Alors que le ministre de la Justice présentait hier un projet de loi sur la moralisation de la vie publique en conseil des ministres, plusieurs d’entre eux sont empêtrés dans des affaires judiciaires, alors que le gouvernement s’en prend à la presse. Ce qui n’est pas une bonne nouvelle pour la démocratie et les citoyens. Explications.

La moralisation de la vie publique, promise par Emmanuel Macron pendant la campagne des présidentielle, devait être la grande affaire du gouvernement. Pourtant, les affaires dans lesquelles sont empêtrés plusieurs ministres, et non des moindres, jettent un doute, non seulement sur la volonté mais aussi sur la possibilité réelle de promouvoir un changement des pratiques. Dans un article publié le 22 mai dernier, nous attirions l’attention sur ce qui s’annonçait comme une impossible chasse au conflit d’intérêt, menée par un premier ministre qui est lui-même un ancien lobbyiste d’Areva. Depuis, le nombre de casseroles accumulées par plusieurs ministres en seulement quelques semaines est venu jeter le trouble. Et les relations avec la presse ne sont pas de nature à rassurer.

Les électeurs s’en tamponnent

Il y a d’abord eu l’affaire Richard Ferrand, qui a donné lieu à quelques contorsions du chef du gouvernement. Après avoir rappelé la règle selon laquelle tout ministre mis en examen devrait démissionner, Edouard Philippe s’en était par avance remis aux électeurs, sommés de trancher par leur vote. Or, les résultats des législatives sont là. Les électeurs de la 6e circonscription du Finistère, où se présente le ministre de la cohésion des territoires, par ailleurs soutien de la première heure du candidat Macron, semblent ne pas avoir tenu compte de l’affaire immobilière dans laquelle il est impliqué. Richard Ferrand arrive en effet en tête avec 34% des voix. On pense à ce titre d’un livre de Denis Robert : « Pendant les affaires, les affaires continuent ». L’auteur se demandait à quoi bon révéler les affaires, puisque rien ne change. Et même pire, puisque les électeurs semblent s’en tamponner.
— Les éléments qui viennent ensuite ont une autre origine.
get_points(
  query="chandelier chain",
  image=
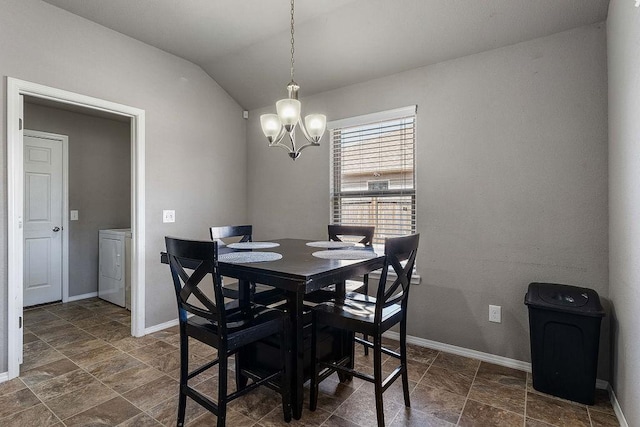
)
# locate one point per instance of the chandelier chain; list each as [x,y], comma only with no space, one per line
[292,39]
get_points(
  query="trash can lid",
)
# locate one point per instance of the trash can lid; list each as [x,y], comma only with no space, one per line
[564,298]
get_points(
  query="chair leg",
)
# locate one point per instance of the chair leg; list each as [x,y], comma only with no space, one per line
[366,292]
[377,375]
[241,380]
[285,353]
[222,386]
[403,361]
[184,373]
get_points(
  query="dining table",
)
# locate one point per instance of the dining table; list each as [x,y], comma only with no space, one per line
[302,268]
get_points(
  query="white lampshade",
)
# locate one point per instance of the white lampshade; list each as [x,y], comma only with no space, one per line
[289,112]
[315,125]
[270,126]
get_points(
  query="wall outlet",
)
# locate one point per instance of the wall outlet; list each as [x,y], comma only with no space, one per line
[495,313]
[168,216]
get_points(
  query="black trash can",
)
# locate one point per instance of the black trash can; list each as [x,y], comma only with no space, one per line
[564,323]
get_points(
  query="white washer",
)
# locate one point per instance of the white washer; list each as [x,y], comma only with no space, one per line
[114,268]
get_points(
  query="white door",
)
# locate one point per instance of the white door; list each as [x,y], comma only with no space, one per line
[42,220]
[111,279]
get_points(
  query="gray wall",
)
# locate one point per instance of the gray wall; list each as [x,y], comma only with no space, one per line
[195,134]
[511,181]
[623,42]
[99,183]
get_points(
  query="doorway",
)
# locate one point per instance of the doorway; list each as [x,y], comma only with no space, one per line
[16,90]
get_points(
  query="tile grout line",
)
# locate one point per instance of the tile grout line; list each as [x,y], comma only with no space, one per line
[466,399]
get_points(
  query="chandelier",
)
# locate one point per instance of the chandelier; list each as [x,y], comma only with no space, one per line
[277,126]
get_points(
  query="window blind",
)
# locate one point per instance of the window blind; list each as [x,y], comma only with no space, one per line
[373,172]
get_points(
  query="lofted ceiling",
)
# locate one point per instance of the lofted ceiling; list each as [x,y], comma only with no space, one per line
[244,44]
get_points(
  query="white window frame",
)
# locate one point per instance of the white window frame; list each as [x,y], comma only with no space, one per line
[366,119]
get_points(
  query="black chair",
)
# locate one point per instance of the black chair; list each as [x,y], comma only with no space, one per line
[262,294]
[337,233]
[227,328]
[371,316]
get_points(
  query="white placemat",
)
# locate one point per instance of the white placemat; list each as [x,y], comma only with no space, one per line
[329,244]
[243,257]
[345,254]
[253,245]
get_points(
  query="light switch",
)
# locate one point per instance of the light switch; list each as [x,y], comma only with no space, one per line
[168,216]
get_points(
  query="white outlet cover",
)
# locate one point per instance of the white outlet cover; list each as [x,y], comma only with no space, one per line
[168,216]
[495,313]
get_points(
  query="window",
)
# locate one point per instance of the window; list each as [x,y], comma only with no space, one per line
[373,172]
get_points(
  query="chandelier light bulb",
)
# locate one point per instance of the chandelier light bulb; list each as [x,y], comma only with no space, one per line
[270,126]
[315,124]
[288,111]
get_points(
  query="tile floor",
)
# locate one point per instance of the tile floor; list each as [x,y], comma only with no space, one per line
[81,368]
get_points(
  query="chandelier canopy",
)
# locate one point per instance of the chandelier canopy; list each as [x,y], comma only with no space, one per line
[277,126]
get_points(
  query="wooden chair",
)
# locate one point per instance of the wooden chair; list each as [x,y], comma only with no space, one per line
[371,316]
[262,294]
[336,234]
[339,232]
[225,328]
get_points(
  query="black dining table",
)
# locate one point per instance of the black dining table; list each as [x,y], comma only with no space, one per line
[297,273]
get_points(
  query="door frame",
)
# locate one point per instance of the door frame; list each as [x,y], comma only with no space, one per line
[65,201]
[15,204]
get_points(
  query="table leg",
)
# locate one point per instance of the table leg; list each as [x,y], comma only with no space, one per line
[295,307]
[244,300]
[347,345]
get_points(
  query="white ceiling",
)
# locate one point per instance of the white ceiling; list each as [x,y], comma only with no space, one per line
[244,44]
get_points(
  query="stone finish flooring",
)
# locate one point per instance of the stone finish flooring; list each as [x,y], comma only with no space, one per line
[82,368]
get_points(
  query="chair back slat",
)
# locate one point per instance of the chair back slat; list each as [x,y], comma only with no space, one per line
[243,231]
[401,256]
[337,232]
[201,257]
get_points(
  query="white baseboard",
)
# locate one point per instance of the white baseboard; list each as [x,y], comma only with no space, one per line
[161,326]
[461,351]
[83,296]
[617,409]
[474,354]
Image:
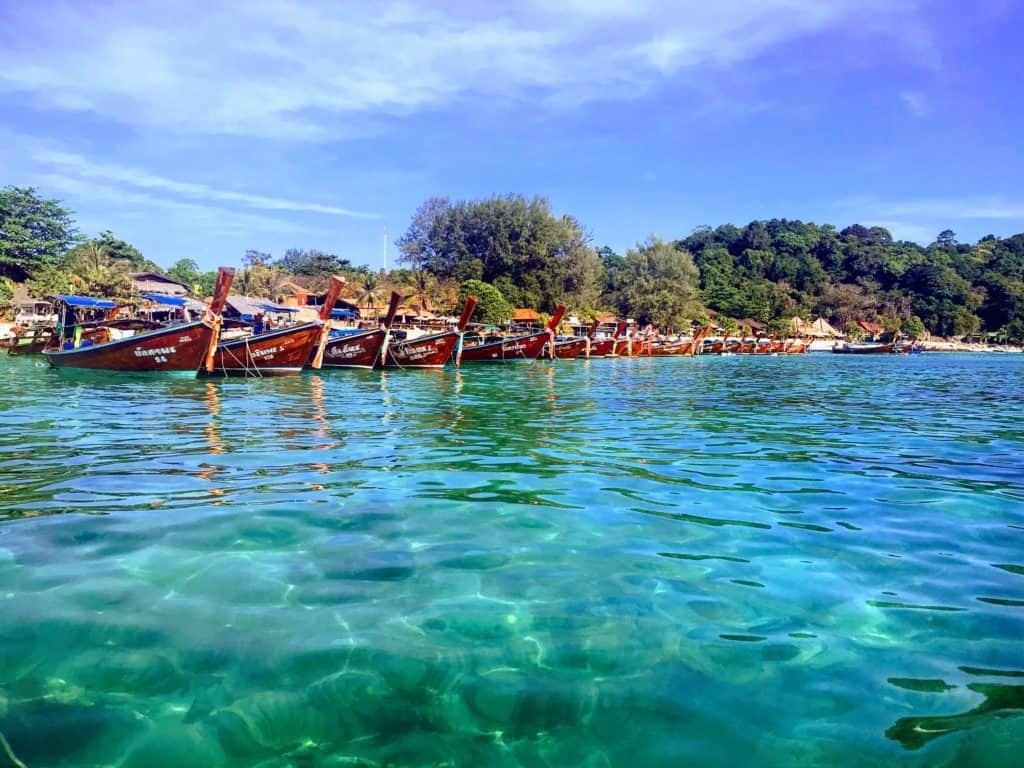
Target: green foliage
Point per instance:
(34, 231)
(93, 272)
(663, 285)
(187, 271)
(913, 326)
(777, 267)
(49, 281)
(492, 307)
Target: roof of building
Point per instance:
(751, 324)
(871, 328)
(155, 275)
(85, 301)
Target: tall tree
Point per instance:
(664, 285)
(492, 307)
(34, 231)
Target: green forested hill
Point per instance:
(768, 270)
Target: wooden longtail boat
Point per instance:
(524, 348)
(569, 349)
(30, 340)
(605, 346)
(360, 349)
(862, 348)
(180, 348)
(282, 352)
(432, 350)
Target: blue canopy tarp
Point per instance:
(163, 299)
(85, 301)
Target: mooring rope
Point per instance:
(10, 753)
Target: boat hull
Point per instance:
(176, 349)
(33, 341)
(356, 350)
(671, 350)
(569, 350)
(601, 347)
(517, 349)
(426, 351)
(863, 349)
(283, 352)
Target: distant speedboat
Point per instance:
(279, 352)
(522, 348)
(429, 351)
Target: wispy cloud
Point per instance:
(112, 174)
(980, 208)
(916, 102)
(922, 218)
(285, 69)
(119, 203)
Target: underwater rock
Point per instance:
(172, 745)
(269, 721)
(1000, 701)
(43, 733)
(142, 673)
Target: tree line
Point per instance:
(513, 251)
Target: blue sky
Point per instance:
(201, 129)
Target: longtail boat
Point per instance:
(282, 352)
(629, 346)
(605, 346)
(360, 349)
(523, 348)
(569, 349)
(679, 347)
(862, 348)
(180, 348)
(30, 340)
(429, 351)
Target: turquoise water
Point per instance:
(633, 562)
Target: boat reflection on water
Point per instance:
(215, 443)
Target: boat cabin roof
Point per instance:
(85, 301)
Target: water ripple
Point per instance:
(608, 562)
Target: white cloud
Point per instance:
(968, 208)
(109, 172)
(915, 101)
(905, 230)
(921, 219)
(125, 204)
(284, 69)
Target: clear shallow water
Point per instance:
(719, 561)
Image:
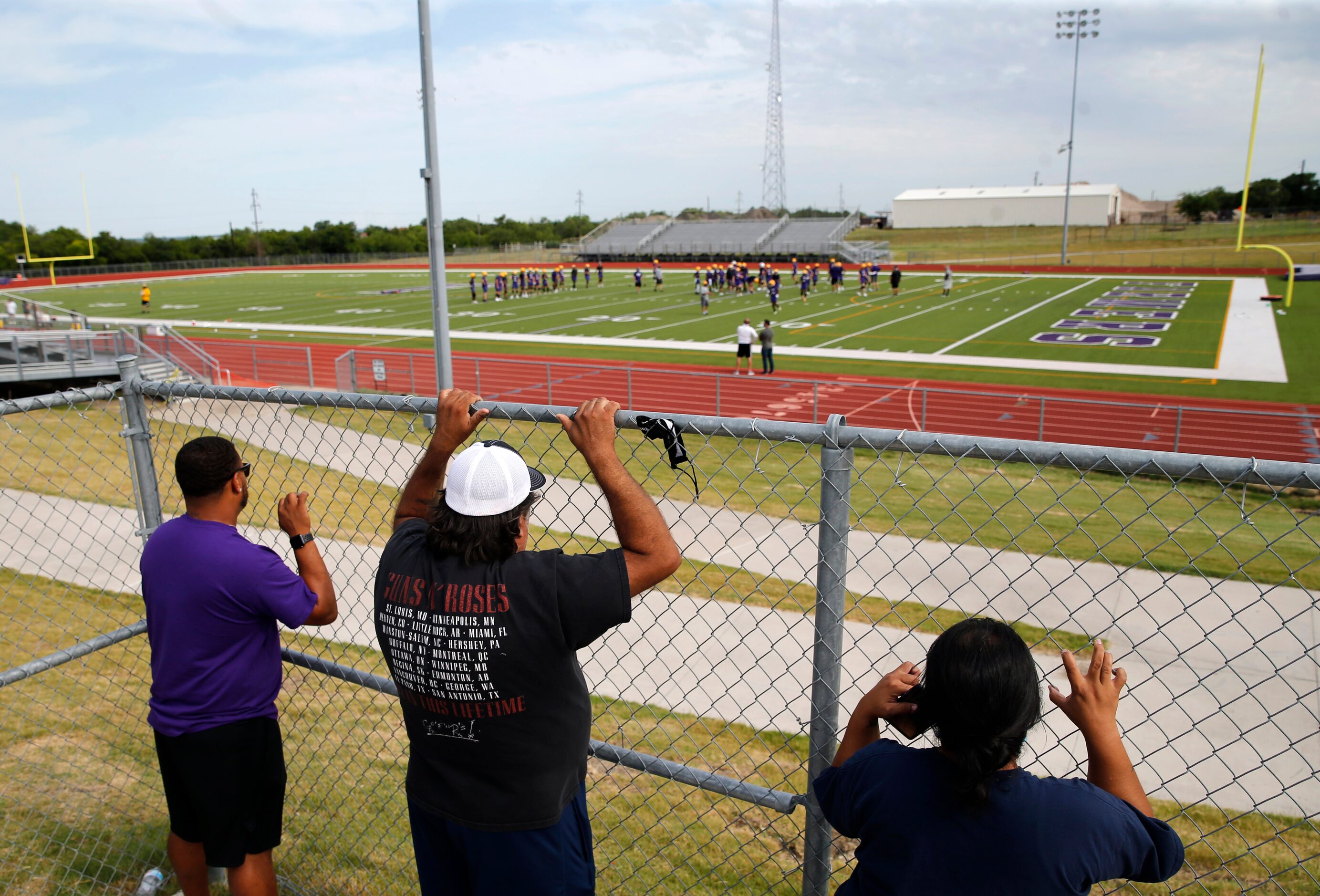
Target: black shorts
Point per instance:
(225, 788)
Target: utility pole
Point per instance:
(1078, 21)
(257, 225)
(773, 192)
(435, 222)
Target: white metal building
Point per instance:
(1004, 206)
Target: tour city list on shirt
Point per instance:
(440, 638)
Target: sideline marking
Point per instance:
(947, 362)
(981, 333)
(909, 317)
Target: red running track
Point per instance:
(1257, 429)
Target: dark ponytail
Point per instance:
(983, 695)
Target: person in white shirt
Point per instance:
(746, 334)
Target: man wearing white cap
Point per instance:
(481, 638)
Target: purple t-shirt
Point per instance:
(213, 600)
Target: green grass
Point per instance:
(1145, 521)
(919, 320)
(82, 811)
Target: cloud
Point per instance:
(177, 110)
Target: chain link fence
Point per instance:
(815, 559)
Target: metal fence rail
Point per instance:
(815, 556)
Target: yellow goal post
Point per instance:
(51, 260)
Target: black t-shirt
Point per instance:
(494, 700)
(1035, 834)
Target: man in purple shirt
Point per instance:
(213, 601)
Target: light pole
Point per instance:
(435, 223)
(1072, 25)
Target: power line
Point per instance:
(774, 194)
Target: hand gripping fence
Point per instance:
(816, 557)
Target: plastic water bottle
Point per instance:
(152, 882)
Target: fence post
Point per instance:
(828, 651)
(139, 440)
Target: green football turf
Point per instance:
(918, 320)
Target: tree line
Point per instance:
(322, 238)
(1290, 196)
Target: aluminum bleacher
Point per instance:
(711, 238)
(725, 239)
(806, 237)
(624, 238)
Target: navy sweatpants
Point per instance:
(458, 861)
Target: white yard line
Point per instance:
(1013, 317)
(926, 311)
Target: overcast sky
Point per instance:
(176, 109)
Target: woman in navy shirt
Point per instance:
(963, 817)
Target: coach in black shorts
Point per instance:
(213, 600)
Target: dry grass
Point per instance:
(82, 812)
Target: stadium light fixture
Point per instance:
(1073, 25)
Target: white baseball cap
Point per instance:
(490, 478)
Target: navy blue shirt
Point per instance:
(1035, 834)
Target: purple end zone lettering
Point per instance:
(1124, 326)
(1095, 340)
(1125, 312)
(1190, 284)
(1167, 305)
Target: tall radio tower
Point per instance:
(773, 194)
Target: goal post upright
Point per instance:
(51, 260)
(1247, 184)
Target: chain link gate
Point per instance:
(815, 559)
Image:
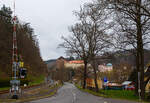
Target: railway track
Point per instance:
(23, 88)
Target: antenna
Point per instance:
(15, 83)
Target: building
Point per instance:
(74, 64)
(105, 68)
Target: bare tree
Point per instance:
(133, 29)
(89, 38)
(77, 45)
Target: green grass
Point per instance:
(5, 82)
(116, 94)
(36, 80)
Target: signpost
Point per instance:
(139, 86)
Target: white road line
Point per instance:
(74, 96)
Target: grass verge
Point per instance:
(115, 94)
(32, 98)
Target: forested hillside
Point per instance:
(28, 47)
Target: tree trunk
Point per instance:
(85, 75)
(140, 51)
(95, 75)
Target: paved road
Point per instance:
(70, 94)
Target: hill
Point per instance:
(28, 48)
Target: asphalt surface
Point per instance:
(70, 94)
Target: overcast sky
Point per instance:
(50, 20)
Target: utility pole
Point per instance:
(15, 83)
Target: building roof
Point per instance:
(76, 62)
(126, 82)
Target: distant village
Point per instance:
(115, 71)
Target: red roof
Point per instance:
(76, 62)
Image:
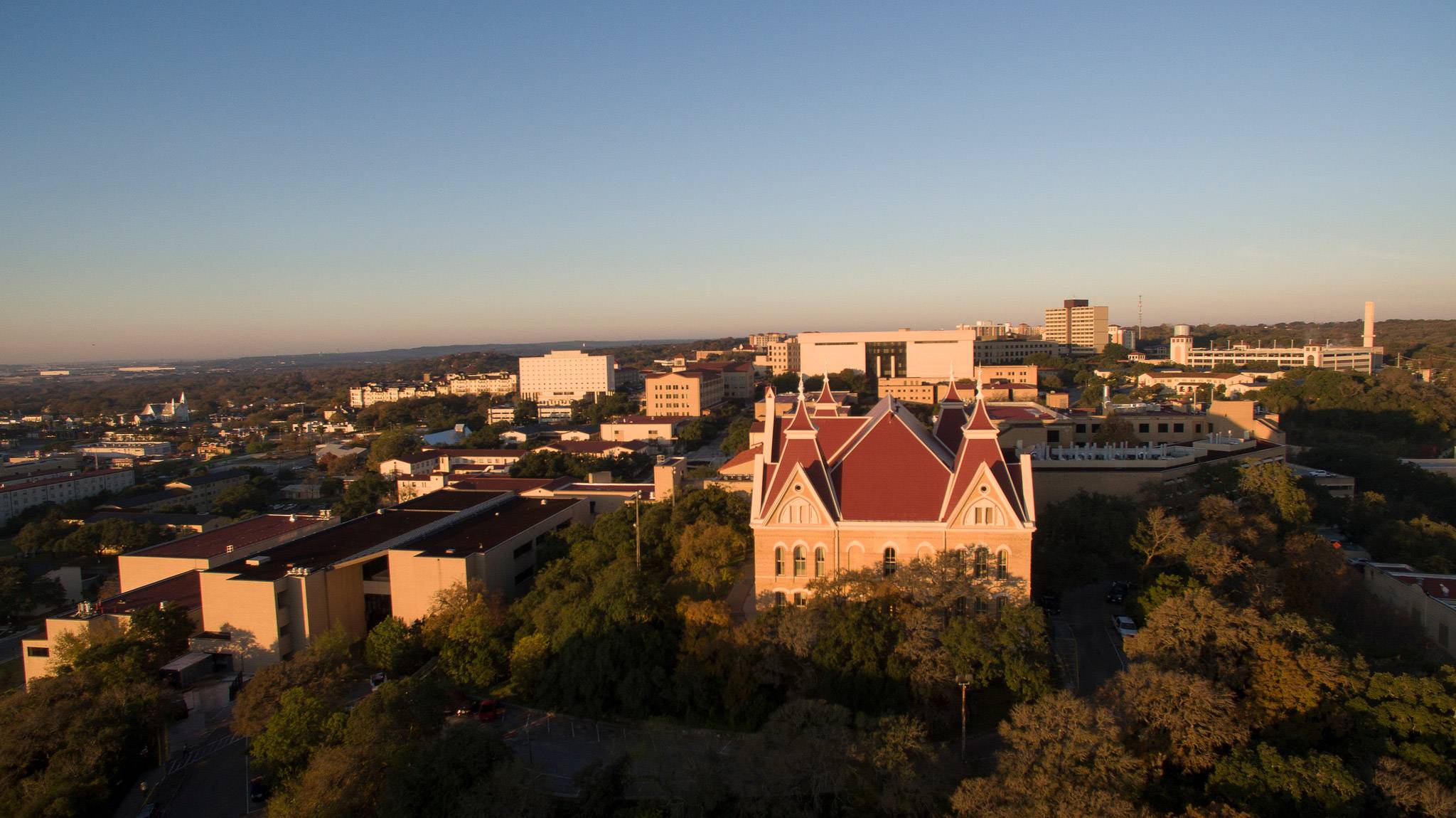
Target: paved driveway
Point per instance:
(1088, 616)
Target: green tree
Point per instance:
(1064, 758)
(389, 445)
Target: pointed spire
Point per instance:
(951, 395)
(980, 418)
(826, 395)
(801, 421)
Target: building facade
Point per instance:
(1078, 328)
(685, 393)
(893, 354)
(835, 492)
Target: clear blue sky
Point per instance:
(196, 179)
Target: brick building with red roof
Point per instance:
(835, 492)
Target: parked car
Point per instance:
(490, 711)
(1118, 593)
(1125, 626)
(1050, 603)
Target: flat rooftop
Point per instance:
(358, 535)
(239, 535)
(493, 527)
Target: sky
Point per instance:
(215, 179)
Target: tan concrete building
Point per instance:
(779, 357)
(890, 354)
(836, 492)
(686, 393)
(483, 383)
(203, 489)
(19, 496)
(1012, 350)
(644, 428)
(737, 378)
(1428, 599)
(1078, 328)
(567, 374)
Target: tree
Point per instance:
(162, 631)
(1175, 716)
(1064, 758)
(1276, 488)
(392, 647)
(363, 495)
(301, 724)
(708, 555)
(239, 501)
(322, 669)
(1160, 536)
(1267, 782)
(737, 437)
(1011, 648)
(21, 594)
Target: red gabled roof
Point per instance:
(890, 474)
(800, 452)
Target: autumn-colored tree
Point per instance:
(1064, 758)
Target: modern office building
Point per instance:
(567, 374)
(1078, 328)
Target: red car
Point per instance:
(490, 711)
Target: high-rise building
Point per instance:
(567, 374)
(1079, 328)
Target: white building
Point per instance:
(1324, 357)
(567, 374)
(892, 354)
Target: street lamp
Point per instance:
(963, 680)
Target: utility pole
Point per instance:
(963, 681)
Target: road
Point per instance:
(1098, 648)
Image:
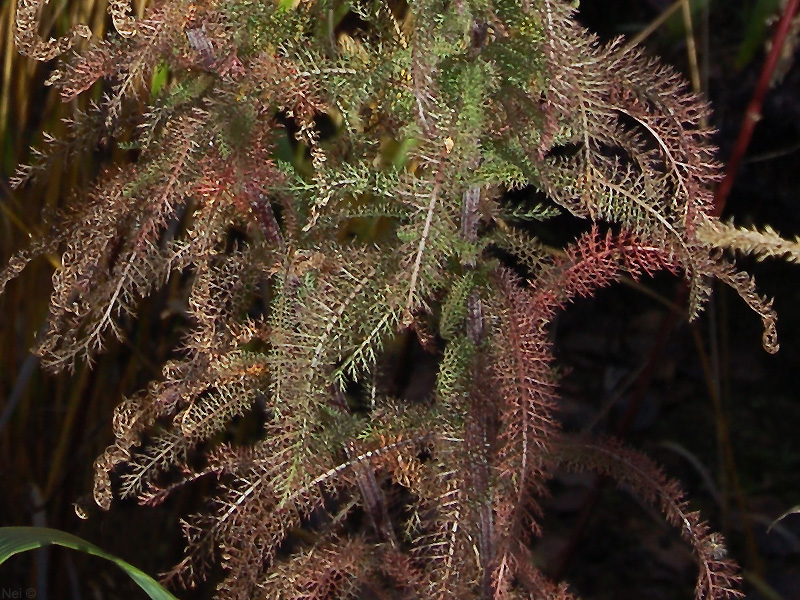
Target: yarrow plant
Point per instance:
(330, 174)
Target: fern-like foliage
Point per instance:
(397, 221)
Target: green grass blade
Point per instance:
(14, 540)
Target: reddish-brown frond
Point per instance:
(634, 471)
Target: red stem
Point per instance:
(753, 113)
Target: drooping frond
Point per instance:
(330, 181)
(637, 473)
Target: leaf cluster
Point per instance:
(330, 175)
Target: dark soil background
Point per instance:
(719, 413)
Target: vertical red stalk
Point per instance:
(753, 113)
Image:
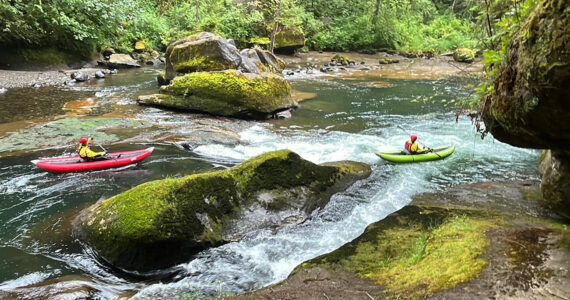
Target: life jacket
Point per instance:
(408, 145)
(82, 151)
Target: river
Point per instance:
(349, 118)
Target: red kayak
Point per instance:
(76, 164)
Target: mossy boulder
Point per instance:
(288, 39)
(164, 222)
(340, 59)
(227, 93)
(201, 52)
(529, 105)
(274, 63)
(464, 55)
(469, 242)
(251, 62)
(554, 169)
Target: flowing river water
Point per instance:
(348, 118)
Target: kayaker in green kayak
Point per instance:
(413, 148)
(85, 151)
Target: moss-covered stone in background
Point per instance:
(161, 223)
(227, 93)
(464, 55)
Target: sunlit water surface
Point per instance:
(348, 120)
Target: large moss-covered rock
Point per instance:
(464, 55)
(555, 184)
(161, 223)
(201, 52)
(530, 105)
(227, 93)
(288, 39)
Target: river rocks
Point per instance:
(555, 172)
(529, 105)
(161, 223)
(274, 63)
(469, 242)
(201, 52)
(79, 76)
(340, 60)
(227, 93)
(119, 61)
(288, 39)
(464, 55)
(206, 73)
(99, 74)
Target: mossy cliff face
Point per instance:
(164, 222)
(201, 52)
(228, 93)
(529, 105)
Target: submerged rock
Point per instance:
(555, 185)
(460, 244)
(164, 222)
(227, 93)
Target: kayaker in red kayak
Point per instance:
(413, 147)
(86, 153)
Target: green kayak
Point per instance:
(402, 156)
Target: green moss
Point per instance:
(464, 55)
(340, 59)
(190, 212)
(260, 41)
(199, 64)
(417, 252)
(228, 93)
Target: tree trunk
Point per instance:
(376, 12)
(277, 19)
(197, 12)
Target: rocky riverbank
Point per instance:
(311, 61)
(478, 241)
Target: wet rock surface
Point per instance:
(525, 251)
(189, 214)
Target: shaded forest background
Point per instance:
(87, 26)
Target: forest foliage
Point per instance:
(85, 26)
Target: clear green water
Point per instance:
(347, 120)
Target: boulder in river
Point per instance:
(227, 93)
(464, 55)
(160, 223)
(528, 106)
(554, 169)
(120, 61)
(200, 53)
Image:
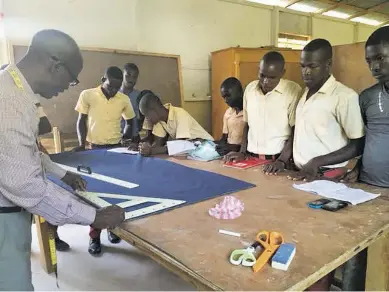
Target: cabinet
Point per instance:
(242, 63)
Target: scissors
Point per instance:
(270, 242)
(244, 256)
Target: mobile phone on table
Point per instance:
(334, 205)
(318, 204)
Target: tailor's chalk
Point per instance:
(226, 232)
(283, 256)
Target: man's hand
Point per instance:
(274, 168)
(108, 217)
(145, 148)
(79, 148)
(75, 181)
(351, 176)
(222, 149)
(235, 157)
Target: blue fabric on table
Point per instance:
(157, 178)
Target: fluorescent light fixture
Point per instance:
(281, 3)
(304, 8)
(368, 21)
(337, 14)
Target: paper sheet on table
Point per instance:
(123, 150)
(180, 147)
(337, 191)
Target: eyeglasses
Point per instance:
(75, 80)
Une enquête préliminaire et des soupçons d’enrichissement personnel

Pourtant, le 1er juin dernier, le parquet de Brest a ouvert une enquête préliminaire et deux associations anti-corruption ont déposé des plaintes dans cette affaire immobilière. Même le patron du PS, Jean-Christophe Cambadélis, a évoqué des soupçons « d’enrichissement personnel, via une mutuelle qui organise normalement la solidarité ». Rappelons de quoi il est question dans cette affaire révélée en mai dernier par le Canard Enchaîné. En 2011, les Mutuelles de Bretagne sont à la recherche de locaux à Brest pour y relocaliser un centre de soins. Or, c’est Richard Ferrand, directeur général de cet organisme mutualiste, qui va organiser l’achat de locaux rue George Sand, par sa compagne, Sandrine Doucen, locaux qui seront ensuite loués aux Mutuelles de Bretagne. Il reviendra au parquet de Brest de dire si l’opération relève d’une qualification pénale ou si elle est légale.

Un sens de la famille particulièrement développé

Mais sur le plan de la morale, elle révèle un sens de la famille très développé chez l’ancien dirigeant mutualiste. Début 2011, Richard Ferrand signe le compromis de vente début 2011 avec, comme condition, qu’une SCI se substitue à lui avant la vente. Etape suivante, Sandrine Doucen, sa compagne avocate, propose alors une offre de location de ces mêmes locaux, alors qu’elle n’en est pas encore la propriétaire. Les Mutuelles de Bretagne acceptent, parmi trois autres offres, la proposition de l’avocate, qui crée la SCI Saca dans la foulée, avec un capital de seulement 100 euros. Sandrine Doucen finance ensuite l’acquisition des locaux grâce à un prêt du Crédit agricole, qui couvre l’intégralité de l’achat ainsi que les frais de notaire. Grâce à ce montage financier, l’achat des locaux n’a rien coûté à la SCI Saca. Mieux, celle-ci a pu valoriser son bien grâce à des travaux de rénovation, pris en charge là aussi, par les Mutuelles de Bretagne.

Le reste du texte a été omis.